Normal_copyright_stockfreeimages_thuisstudie_boek_cursus

Van alle belastingplichtigen tussen de 25 en 60 jaar maakt 2,6 procent gebruik van de aftrekpost scholingsuitgaven, voor gemiddeld 1.700 euro per jaar. Driekwart van de gebruikers van de aftrekpost scholingsuitgaven volgt een leertraject bij een niet-bekostigde instelling of een privaat opleidingsinstituut. Van diegenen die een door de overheid bekostigde opleiding volgen staan de meesten ingeschreven voor een bachelor- of masteropleiding in het hoger onderwijs. Dat blijkt uit een evaluatie van Centraal Planbureau.

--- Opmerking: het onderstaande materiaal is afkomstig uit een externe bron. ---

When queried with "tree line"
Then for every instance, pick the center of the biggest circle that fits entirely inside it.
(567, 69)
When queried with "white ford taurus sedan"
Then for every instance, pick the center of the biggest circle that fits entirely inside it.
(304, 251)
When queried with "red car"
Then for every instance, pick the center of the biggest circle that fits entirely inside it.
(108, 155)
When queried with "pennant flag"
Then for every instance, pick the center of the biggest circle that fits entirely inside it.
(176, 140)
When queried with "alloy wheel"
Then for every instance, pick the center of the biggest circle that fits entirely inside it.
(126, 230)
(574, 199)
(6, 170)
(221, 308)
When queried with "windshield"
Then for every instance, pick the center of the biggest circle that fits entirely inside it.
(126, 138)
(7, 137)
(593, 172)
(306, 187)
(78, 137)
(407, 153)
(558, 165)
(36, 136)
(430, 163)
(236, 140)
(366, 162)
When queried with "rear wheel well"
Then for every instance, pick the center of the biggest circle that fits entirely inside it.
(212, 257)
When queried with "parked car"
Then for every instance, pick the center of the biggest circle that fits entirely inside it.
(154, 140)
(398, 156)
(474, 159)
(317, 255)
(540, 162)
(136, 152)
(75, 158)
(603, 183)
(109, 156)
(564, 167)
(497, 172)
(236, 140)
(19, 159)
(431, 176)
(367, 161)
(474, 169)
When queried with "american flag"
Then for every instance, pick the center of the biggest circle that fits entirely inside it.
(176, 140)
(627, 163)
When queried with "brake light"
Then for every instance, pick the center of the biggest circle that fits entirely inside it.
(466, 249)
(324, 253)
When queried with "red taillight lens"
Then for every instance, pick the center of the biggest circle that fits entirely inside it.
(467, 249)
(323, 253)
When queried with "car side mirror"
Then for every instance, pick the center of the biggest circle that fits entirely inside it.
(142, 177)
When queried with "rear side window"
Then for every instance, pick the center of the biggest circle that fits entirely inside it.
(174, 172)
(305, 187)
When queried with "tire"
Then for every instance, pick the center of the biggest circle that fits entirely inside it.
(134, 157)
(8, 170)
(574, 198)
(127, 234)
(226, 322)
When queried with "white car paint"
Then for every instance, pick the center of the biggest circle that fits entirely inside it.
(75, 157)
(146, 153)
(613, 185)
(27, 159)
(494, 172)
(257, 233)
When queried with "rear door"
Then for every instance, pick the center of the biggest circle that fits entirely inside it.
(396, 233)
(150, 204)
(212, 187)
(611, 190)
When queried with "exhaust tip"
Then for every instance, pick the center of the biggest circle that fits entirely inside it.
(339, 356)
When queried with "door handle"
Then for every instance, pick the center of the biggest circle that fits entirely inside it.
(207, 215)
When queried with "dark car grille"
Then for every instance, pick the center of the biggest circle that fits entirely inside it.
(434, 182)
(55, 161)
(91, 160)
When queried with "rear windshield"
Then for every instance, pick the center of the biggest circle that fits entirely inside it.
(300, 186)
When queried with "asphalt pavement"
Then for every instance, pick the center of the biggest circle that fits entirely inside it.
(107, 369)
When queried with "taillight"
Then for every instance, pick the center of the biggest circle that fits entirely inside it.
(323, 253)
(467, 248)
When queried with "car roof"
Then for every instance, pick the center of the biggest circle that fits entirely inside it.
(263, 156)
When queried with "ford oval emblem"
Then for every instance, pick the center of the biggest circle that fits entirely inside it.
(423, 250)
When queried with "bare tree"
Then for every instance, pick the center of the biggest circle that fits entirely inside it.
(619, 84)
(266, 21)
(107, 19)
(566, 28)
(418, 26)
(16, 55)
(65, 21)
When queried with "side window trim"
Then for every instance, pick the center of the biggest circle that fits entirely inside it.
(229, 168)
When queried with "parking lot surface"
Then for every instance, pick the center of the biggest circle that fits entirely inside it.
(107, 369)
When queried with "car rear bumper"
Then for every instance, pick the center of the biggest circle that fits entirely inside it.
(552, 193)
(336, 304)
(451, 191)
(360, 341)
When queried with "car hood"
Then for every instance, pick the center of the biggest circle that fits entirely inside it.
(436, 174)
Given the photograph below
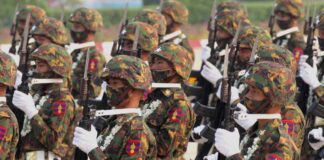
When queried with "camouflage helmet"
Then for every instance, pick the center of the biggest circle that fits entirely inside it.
(8, 70)
(178, 56)
(52, 29)
(292, 7)
(132, 69)
(37, 13)
(56, 57)
(236, 6)
(153, 18)
(274, 80)
(178, 11)
(251, 34)
(147, 38)
(228, 20)
(279, 55)
(91, 19)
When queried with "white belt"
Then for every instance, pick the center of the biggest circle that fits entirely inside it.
(40, 155)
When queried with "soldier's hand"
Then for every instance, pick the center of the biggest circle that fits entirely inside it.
(317, 134)
(211, 73)
(85, 140)
(25, 103)
(227, 142)
(308, 74)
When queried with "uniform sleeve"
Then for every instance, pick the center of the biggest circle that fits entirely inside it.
(55, 128)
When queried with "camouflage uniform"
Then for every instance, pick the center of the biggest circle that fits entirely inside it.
(92, 21)
(294, 41)
(52, 29)
(179, 14)
(9, 131)
(271, 139)
(168, 112)
(52, 128)
(133, 140)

De aftrekpost scholingsuitgaven in de inkomstenbelasting is een aftrekpost voor uitgaven aan scholing gericht op het verwerven van inkomen uit werk en woning. De gebruikers zijn relatief vaak hoogopgeleid en/of werkzaam in loondienst. De aftrekpost lijkt het meest te worden ingezet voor de aanschaf van boeken en voor collegegeld.

Het stimulerende effect van de aftrekpost scholingsuitgaven op de deelname en uitgaven aan scholing wordt bepaald door mensen te vergelijken die de aftrekpost kunnen benutten tegen verschillende marginale tarieven. Voor minstverdieners, alleenstaanden met een relatief laag inkomen en meestverdieners met een hoog inkomen wordt rond de sprongen in het marginaal tarief geen bewijs gevonden voor een stimulerend effect van de aftrekpost op scholing. Bij meestverdieners met een relatief laag inkomen wordt wel een positief scholingseffect gevonden. Voor alleenstaanden met een relatief hoog inkomen is mogelijk sprake van een beperkt positief scholingseffect.

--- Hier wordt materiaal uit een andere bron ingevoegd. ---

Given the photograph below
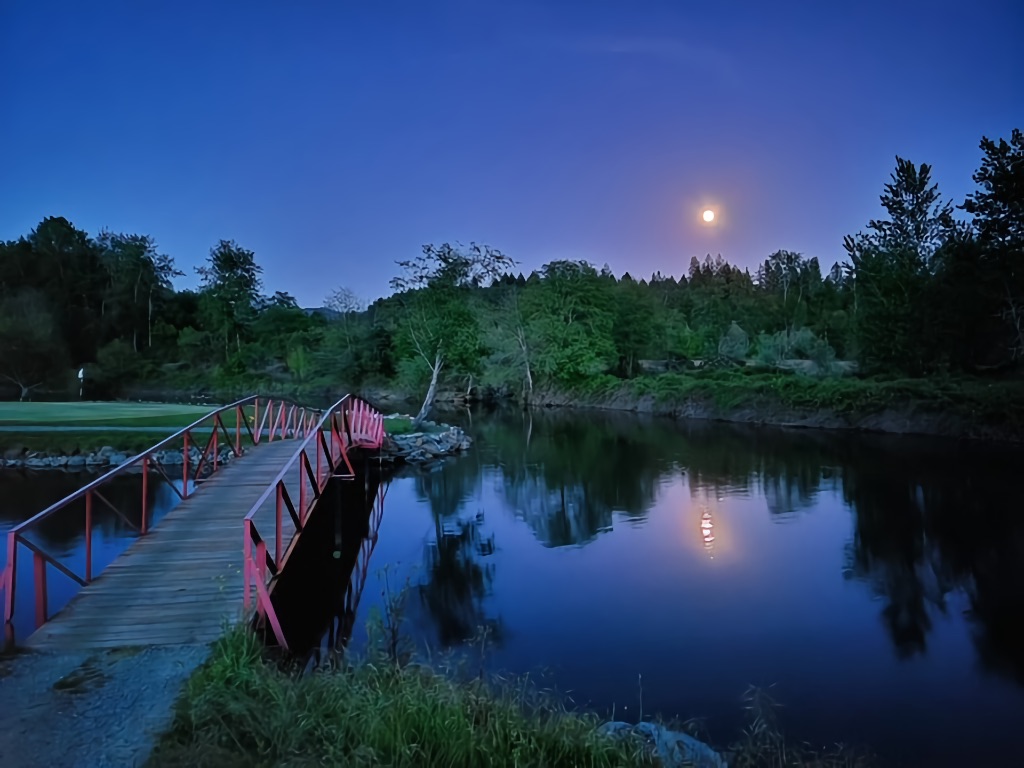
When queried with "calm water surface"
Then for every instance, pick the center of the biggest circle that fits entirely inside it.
(24, 493)
(876, 583)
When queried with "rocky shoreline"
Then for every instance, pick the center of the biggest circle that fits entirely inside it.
(104, 458)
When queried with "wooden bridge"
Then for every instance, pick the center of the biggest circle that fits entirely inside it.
(206, 561)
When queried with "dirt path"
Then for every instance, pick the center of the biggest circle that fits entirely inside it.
(90, 710)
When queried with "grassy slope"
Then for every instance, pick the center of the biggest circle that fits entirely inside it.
(239, 711)
(99, 414)
(70, 441)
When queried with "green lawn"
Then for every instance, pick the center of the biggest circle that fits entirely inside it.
(100, 414)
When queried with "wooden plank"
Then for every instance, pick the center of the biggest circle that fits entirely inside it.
(182, 581)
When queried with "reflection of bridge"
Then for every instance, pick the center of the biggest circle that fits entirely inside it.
(179, 582)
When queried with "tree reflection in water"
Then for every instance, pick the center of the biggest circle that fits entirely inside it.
(930, 517)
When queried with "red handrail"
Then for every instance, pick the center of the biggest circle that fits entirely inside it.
(317, 458)
(291, 420)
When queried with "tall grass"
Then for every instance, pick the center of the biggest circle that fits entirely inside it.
(242, 711)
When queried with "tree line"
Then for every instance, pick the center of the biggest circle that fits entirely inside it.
(923, 291)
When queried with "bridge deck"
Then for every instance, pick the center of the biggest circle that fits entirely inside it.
(182, 582)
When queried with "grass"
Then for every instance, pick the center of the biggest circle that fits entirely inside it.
(68, 442)
(240, 710)
(99, 414)
(993, 401)
(396, 425)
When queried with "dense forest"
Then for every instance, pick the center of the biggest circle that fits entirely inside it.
(934, 288)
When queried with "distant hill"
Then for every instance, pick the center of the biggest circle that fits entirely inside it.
(323, 311)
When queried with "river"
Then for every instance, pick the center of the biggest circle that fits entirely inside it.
(873, 585)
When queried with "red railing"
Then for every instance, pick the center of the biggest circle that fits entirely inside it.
(349, 423)
(255, 419)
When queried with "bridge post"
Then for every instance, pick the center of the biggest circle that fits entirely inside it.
(143, 527)
(278, 535)
(39, 564)
(10, 571)
(88, 537)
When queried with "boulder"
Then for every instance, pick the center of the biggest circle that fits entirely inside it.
(673, 749)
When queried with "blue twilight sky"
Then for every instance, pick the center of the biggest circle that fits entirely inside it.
(336, 137)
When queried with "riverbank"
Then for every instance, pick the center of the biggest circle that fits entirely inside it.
(241, 710)
(972, 409)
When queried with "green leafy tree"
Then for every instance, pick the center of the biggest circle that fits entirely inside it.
(437, 327)
(570, 315)
(138, 278)
(997, 208)
(229, 292)
(892, 266)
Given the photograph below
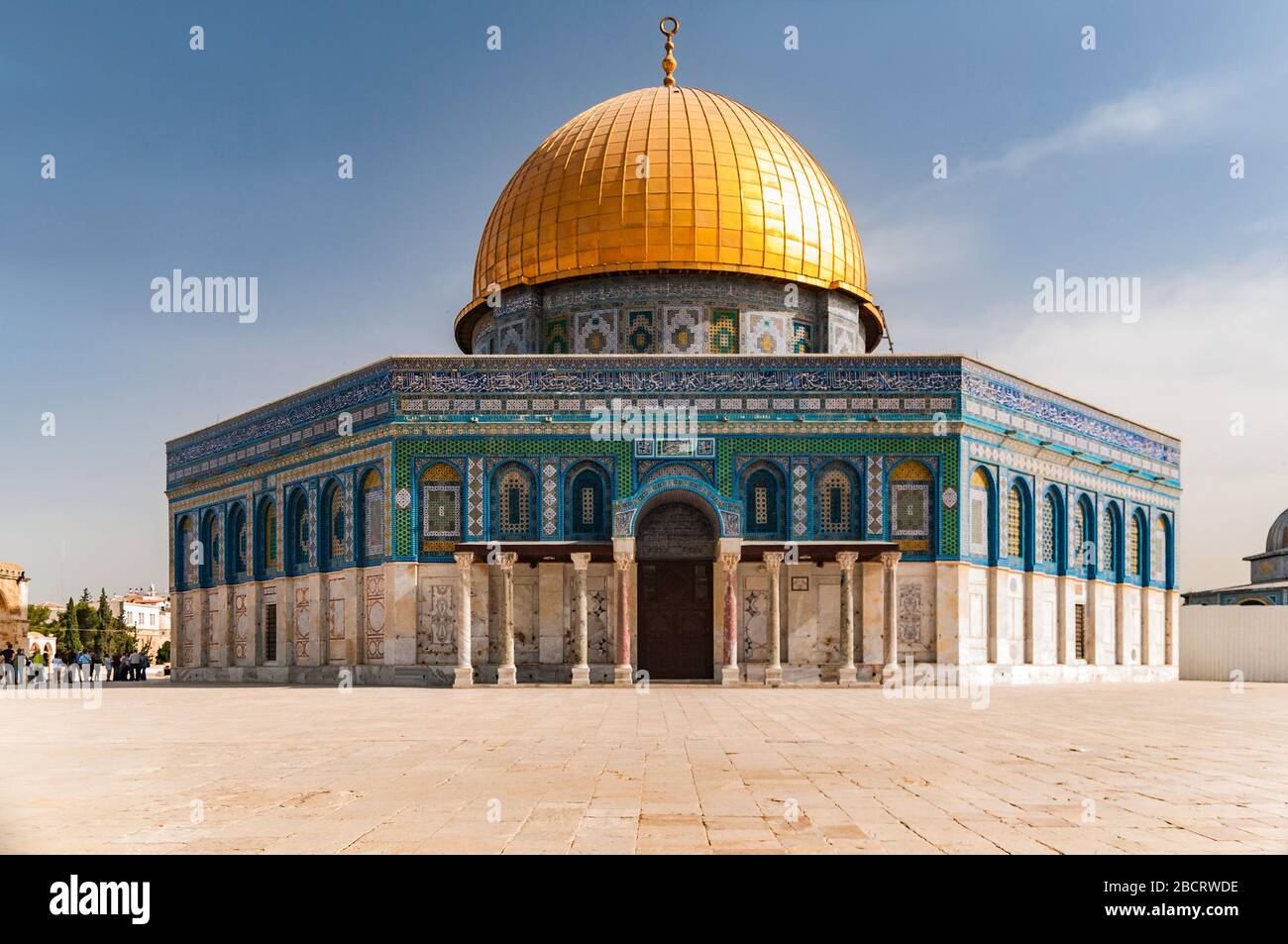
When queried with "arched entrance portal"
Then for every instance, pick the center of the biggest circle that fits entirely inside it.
(674, 546)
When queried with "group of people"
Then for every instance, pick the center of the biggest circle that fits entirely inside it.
(42, 666)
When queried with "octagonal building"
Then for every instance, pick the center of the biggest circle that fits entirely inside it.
(669, 451)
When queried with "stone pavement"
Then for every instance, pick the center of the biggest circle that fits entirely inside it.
(1127, 768)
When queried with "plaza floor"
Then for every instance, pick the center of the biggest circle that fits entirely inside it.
(1127, 768)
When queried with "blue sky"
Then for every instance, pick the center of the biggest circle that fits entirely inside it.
(1106, 162)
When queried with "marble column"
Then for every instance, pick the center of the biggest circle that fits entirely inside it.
(729, 668)
(464, 675)
(890, 610)
(1121, 655)
(506, 673)
(773, 563)
(623, 561)
(580, 643)
(848, 674)
(1171, 617)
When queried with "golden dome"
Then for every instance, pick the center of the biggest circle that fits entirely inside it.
(670, 178)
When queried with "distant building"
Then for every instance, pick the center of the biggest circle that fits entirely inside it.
(13, 604)
(1269, 575)
(147, 613)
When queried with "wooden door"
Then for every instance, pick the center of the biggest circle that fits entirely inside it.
(675, 629)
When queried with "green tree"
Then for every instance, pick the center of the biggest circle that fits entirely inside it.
(71, 629)
(104, 621)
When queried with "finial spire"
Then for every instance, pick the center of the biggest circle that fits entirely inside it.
(669, 59)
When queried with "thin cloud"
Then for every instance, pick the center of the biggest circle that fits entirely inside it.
(1175, 108)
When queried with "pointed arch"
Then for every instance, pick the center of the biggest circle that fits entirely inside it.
(372, 518)
(1054, 536)
(267, 558)
(1019, 523)
(983, 515)
(1082, 539)
(184, 571)
(439, 519)
(764, 493)
(836, 501)
(297, 532)
(209, 539)
(1111, 543)
(514, 494)
(587, 502)
(1160, 566)
(1136, 553)
(333, 526)
(236, 543)
(911, 483)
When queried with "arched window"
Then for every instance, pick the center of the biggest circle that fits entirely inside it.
(439, 509)
(297, 531)
(982, 540)
(763, 502)
(1083, 536)
(209, 550)
(184, 571)
(334, 526)
(511, 500)
(910, 505)
(237, 541)
(1016, 523)
(266, 539)
(835, 500)
(1134, 546)
(1111, 558)
(1051, 541)
(372, 502)
(1159, 553)
(585, 506)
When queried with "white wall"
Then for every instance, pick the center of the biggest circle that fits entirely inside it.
(1218, 640)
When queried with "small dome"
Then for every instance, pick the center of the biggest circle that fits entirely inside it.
(1278, 537)
(722, 189)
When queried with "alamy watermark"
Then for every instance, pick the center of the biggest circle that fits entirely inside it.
(622, 421)
(213, 294)
(1089, 295)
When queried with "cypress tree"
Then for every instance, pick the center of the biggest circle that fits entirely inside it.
(71, 636)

De notitie besluit met verschillende voor- en nadelen van de aftrekpost scholingsuitgaven en van alternatieve financieringsinstrumenten zoals een uitgavenregeling. Dergelijke alternatieve beleidsopties kunnen effectiever zijn dan de onderhavige aftrekpost. De precieze vormgeving van het alternatieve beleid lijkt hierbij van belang: als de overheid wil dat zoveel mogelijk mensen gebruik maken van de regeling is bekendheid met de regeling en communicatie hierover cruciaal. Als het bereik van personen met een laag inkomen of een laag opleidingsniveau centraal staat lijkt voorfinanciering door de deelnemer niet gunstig.